Something happened, and whatever it was, it was happening all the time, not just towards the destruction of marriage, but the creation of it, the need to announce and define one’s love via marriage. He said to Alison, “If we love one another and we want it to last, we should not get married.” Alison had looked at him with a fair amount of incoherence. Here was this boy she was at present dating because of an appearance she thought altogether becoming. His shock of hair, full lips, sly smile, the way he dressed in polo shirts and khaki pants as if he was always casual and relaxed, and then to be surprised by his intensity towards her. She had dated other boys beginning at fourteen, and as she counted them in her head, Thomas stood as the seventh for her. They had been an odd mix, but one thing they all had in common was how other girls thought them good “catches”, so she had moved ahead with them up to a certain point, secure in her approved choice.
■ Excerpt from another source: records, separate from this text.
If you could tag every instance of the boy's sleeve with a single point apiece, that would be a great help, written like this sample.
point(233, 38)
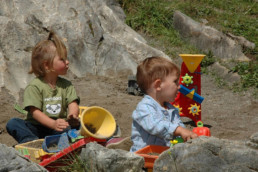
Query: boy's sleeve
point(32, 97)
point(153, 122)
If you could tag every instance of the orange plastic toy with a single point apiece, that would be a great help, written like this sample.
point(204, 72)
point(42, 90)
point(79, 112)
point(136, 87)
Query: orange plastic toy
point(150, 153)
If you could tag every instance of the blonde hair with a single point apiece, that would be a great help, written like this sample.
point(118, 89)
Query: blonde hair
point(45, 51)
point(153, 68)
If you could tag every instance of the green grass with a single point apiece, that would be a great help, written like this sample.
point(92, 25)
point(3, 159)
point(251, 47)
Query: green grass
point(154, 18)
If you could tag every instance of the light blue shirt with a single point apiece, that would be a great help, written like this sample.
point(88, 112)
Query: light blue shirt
point(153, 124)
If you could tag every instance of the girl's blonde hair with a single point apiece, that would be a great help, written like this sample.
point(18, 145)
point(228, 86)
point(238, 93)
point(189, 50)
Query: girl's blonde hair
point(153, 68)
point(46, 51)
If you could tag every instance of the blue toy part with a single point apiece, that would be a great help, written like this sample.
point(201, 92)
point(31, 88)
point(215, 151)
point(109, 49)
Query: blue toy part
point(191, 94)
point(73, 133)
point(187, 79)
point(55, 143)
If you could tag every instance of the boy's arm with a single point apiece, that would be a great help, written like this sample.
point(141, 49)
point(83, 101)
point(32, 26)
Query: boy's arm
point(154, 123)
point(185, 133)
point(73, 113)
point(58, 125)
But one by one they had faded or failed her. She liked to think she had dismissed them, but there remained some doubt if this was really the case. It could be said they had become bored with one another. In each case, they had much to show one another, explaining likes and dislikes, some of these were shared while others were not. And then something happened. They moved on and away from one another. None of them was as curious or fixated on their relationship together as Thomas was. They did not dote on their lives together and miss one another as incessantly as Thomas said he missed her. She could gather a reason for this owing to the fact that Thomas was her seventh boyfriend, and she was his first girlfriend. What was it like, that first time? For her it was Reggie Stark asking her out and her ignoring his request until talking it over with her friends, Katie Witchett and Maddy Rice at that time. Both thought him suitable for her. They explained how they liked the look of the two of them together, talked about what she should wear, coming to her house to help with her wardrobe. And then after these first steps, talked about boys in general and what should or should not be allowed. They still wanted nothing to do with penises they told one another, but then again there had been some discussion about the “things” and the problems they posed. All agreed that they were to have nothing to do with them or the boys if they produced one on the first date. This was a deal breaker.
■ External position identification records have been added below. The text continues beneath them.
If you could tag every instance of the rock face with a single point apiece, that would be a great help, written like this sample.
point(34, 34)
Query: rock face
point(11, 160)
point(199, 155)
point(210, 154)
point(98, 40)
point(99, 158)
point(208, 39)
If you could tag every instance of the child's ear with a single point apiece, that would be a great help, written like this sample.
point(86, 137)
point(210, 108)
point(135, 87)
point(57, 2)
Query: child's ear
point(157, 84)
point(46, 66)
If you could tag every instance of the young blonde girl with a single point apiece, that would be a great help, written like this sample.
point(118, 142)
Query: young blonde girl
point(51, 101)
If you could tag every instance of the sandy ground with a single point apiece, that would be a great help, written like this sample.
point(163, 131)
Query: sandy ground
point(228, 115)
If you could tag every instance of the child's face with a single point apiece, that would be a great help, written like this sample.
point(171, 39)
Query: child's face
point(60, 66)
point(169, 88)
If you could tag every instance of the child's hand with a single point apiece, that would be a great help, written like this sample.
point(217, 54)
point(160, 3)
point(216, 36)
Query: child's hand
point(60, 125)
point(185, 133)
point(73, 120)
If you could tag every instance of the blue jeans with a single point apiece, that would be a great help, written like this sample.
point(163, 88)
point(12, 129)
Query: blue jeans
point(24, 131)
Reggie never showed his, not did Scott Bend or Randy Parker. It was her fourth boy, the one she thought she was in love with, Kevin Long, who revealed his to her. She wondered now how it happened. The boys before Kevin she had lost track of in terms of how long they were together. She believed she saw none of them longer than five dates. Five seemed a fair number. She told herself now that Kevin must have been on the sixth or seventh date with her. They had started to profess their love for one another. Alison had no idea that this was a prerequisite to it, the thing. Kevin had said rather sleepy eyed and close to her as they had spread a quilt out at the park to do homework with no one around, “I love you so much”. Alison had heard him tell her this before. He was rather quick on the draw of telling her he loved her. Only one other boy had told her this, Reggie on their third date, but she had never told him she loved him. Maybe that was why it ended. Love had to be returned if the relationship was to continue. And she liked Kevin, she liked him a lot, but she did not know if she was in love, though she thought she was. Still, she reasoned, if I am not going to lose him, I had better tell him I love him too. And she had. And Kevin had took this to mean it was now time to “go for it”. He took her hand and placed it atop his pants where the thing was housed. Alison could feel it there, wondered over it. She had, to be truthful, never seen one, though a girlfriend, Charlotte Lewis, who had spotted one as a boy urinated next to a tree, drew several pictures of the thing so as to educate her friends about what it looked like. “C’mon,” Kevin said as he smiled at her and felt for her breasts. She took her hand from his pants where he had placed them and pushed his hands back from her breasts. They belonged to her, her mother had told her, and were not to be treated without respect.